---
title: "Service Discovery for AI Agent Microservices: Consul, Kubernetes DNS, and Eureka"
description: "Implement service discovery for AI agent microservices using Kubernetes DNS, Consul, and Eureka. Learn health checking, load balancing, and failover strategies that keep agent systems resilient."
canonical: https://callsphere.ai/blog/service-discovery-ai-agent-microservices-consul-kubernetes
category: "Learn Agentic AI"
tags: ["Service Discovery", "Kubernetes", "Consul", "Microservices", "Agentic AI"]
author: "CallSphere Team"
published: 2026-03-17T00:00:00.000Z
updated: 2026-05-06T01:02:44.219Z
---

# Service Discovery for AI Agent Microservices: Consul, Kubernetes DNS, and Eureka

> Implement service discovery for AI agent microservices using Kubernetes DNS, Consul, and Eureka. Learn health checking, load balancing, and failover strategies that keep agent systems resilient.
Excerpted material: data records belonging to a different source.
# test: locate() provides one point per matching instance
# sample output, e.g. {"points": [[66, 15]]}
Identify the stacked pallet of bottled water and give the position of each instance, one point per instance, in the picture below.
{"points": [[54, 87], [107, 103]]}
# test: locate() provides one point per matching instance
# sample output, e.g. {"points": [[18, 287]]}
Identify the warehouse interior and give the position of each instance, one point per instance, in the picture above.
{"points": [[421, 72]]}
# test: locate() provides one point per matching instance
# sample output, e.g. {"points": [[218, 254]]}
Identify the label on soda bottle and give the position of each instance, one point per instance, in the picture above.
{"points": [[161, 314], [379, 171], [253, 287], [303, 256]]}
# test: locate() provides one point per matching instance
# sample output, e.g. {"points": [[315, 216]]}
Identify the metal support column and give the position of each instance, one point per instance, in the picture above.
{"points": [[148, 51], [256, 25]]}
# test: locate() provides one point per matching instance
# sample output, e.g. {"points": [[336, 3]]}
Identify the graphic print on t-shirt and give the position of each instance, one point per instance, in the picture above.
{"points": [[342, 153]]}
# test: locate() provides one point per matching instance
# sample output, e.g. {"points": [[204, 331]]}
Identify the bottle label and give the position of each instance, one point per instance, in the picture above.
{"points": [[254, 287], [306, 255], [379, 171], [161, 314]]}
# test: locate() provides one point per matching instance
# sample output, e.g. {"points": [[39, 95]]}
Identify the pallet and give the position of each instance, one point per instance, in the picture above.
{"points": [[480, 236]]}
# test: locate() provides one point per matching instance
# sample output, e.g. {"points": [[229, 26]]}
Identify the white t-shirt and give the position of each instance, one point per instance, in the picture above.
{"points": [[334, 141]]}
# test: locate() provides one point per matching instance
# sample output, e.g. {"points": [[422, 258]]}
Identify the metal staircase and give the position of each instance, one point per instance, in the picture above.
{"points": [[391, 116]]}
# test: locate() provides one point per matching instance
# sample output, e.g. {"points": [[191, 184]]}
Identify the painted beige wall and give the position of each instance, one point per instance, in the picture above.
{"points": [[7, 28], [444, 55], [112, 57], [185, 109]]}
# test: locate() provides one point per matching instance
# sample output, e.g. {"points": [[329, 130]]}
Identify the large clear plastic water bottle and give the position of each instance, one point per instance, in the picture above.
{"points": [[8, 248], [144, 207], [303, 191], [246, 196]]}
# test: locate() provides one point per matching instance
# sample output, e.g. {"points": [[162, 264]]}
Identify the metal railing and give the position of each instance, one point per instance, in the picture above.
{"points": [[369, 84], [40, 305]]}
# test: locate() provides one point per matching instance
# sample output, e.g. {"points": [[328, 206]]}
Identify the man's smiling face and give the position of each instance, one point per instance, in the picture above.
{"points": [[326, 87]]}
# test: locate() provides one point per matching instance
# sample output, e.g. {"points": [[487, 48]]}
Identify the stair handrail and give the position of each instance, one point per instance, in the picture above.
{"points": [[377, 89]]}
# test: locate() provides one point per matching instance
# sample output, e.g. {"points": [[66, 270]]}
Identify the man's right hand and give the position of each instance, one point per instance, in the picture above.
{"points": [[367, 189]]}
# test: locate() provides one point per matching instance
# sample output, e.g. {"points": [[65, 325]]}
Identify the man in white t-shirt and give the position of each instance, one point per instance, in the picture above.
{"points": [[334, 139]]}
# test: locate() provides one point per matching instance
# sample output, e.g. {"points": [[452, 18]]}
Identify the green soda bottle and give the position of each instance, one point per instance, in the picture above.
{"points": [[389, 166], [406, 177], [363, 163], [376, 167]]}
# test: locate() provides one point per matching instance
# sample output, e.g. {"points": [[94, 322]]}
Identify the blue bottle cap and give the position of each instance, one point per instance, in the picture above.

## The Service Discovery Problem in Agent Systems

In a monolithic agent, every component is reachable through a function call. When you decompose into microservices, the conversation manager needs to find the RAG service, the tool execution engine, and the memory store. These services may have multiple replicas, they may restart and get new IP addresses, and new instances may spin up during load spikes.

Hardcoding IP addresses or hostnames in configuration files breaks the moment a pod restarts. Service discovery is the mechanism that lets services find each other dynamically.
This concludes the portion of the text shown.